The lowliest hearth-stone flame
Is worthier of worship than the sun!
The patter of bare brown feet that dance and run
With childish grace on the roughest cabin floor,
And the poor mother's happy smile, are more
Than starry hosts
And lofty ghosts
And awful phantoms born of overwrought
And soulless travail on the heights of thought!

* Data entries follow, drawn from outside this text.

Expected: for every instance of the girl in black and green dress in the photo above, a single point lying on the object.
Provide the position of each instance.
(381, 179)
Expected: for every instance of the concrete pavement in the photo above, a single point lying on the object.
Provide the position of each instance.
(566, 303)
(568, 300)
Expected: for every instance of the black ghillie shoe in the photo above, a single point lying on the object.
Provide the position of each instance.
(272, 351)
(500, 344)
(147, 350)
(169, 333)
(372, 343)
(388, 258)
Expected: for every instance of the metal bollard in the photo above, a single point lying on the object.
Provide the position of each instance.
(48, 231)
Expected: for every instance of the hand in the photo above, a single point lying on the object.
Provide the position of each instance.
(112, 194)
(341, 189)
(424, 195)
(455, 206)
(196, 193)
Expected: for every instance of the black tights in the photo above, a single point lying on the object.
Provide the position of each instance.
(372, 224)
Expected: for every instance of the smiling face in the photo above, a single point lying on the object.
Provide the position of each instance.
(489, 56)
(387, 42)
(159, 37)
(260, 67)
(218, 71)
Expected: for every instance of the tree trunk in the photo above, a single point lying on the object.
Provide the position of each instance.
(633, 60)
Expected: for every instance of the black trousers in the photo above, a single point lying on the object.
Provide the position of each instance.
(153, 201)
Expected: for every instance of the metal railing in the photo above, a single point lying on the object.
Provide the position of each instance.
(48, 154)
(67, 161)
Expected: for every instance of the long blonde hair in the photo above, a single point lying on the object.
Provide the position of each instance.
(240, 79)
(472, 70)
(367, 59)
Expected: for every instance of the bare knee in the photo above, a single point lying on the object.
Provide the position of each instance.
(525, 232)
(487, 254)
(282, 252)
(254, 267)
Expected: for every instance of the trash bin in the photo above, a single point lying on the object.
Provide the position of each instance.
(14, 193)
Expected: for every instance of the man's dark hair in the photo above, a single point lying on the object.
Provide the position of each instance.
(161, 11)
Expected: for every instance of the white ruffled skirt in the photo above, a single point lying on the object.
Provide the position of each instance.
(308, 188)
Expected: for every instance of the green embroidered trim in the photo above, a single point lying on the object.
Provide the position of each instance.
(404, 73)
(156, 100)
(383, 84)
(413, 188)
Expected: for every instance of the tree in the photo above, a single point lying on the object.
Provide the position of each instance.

Come down, O Lark, to earth,
And give a new song birth--
The song of life that grants its sweets to all,
In hut and lofty hall;
Forsake the sky,
And sky-born melody;
Fill thy meadow and thy grove
With a strain of human love--
With a wide strong pulse of music for the waiting ears of men,
Who, to be born again,
And live the life of freedom that I live,
More than their lives would give;
Yea,
Would slay,
And heap vast hecatombs, and flood
The world with blood,
And jar
Heaven with the thunder,
And the wonder
And the awful weltering whirlwind of the storm of war!


Oh, ere it is too late,
Take heed, and contemplate
What tempests sleep,
That yet will wake and leap
Across thy starry fields and blot them out,
And drown thy voice in their uproarious shout!
Thou art too high;
No longing ear or eye
May follow thee, nor is thy sweetest note
Echoed by mortal throat;
But ever it goes forth with none to hear
And none to catch its cheer!
Come sit beside me now,
Here on my orange-bough;
Forsake the legendary lights,
Forget the old hereditary heights,
And we will pipe one lusty score together
Wing by wing,
In this land of spring,
While all the world comes out to feel the weather
Throb with the fire of Freedom as we sing!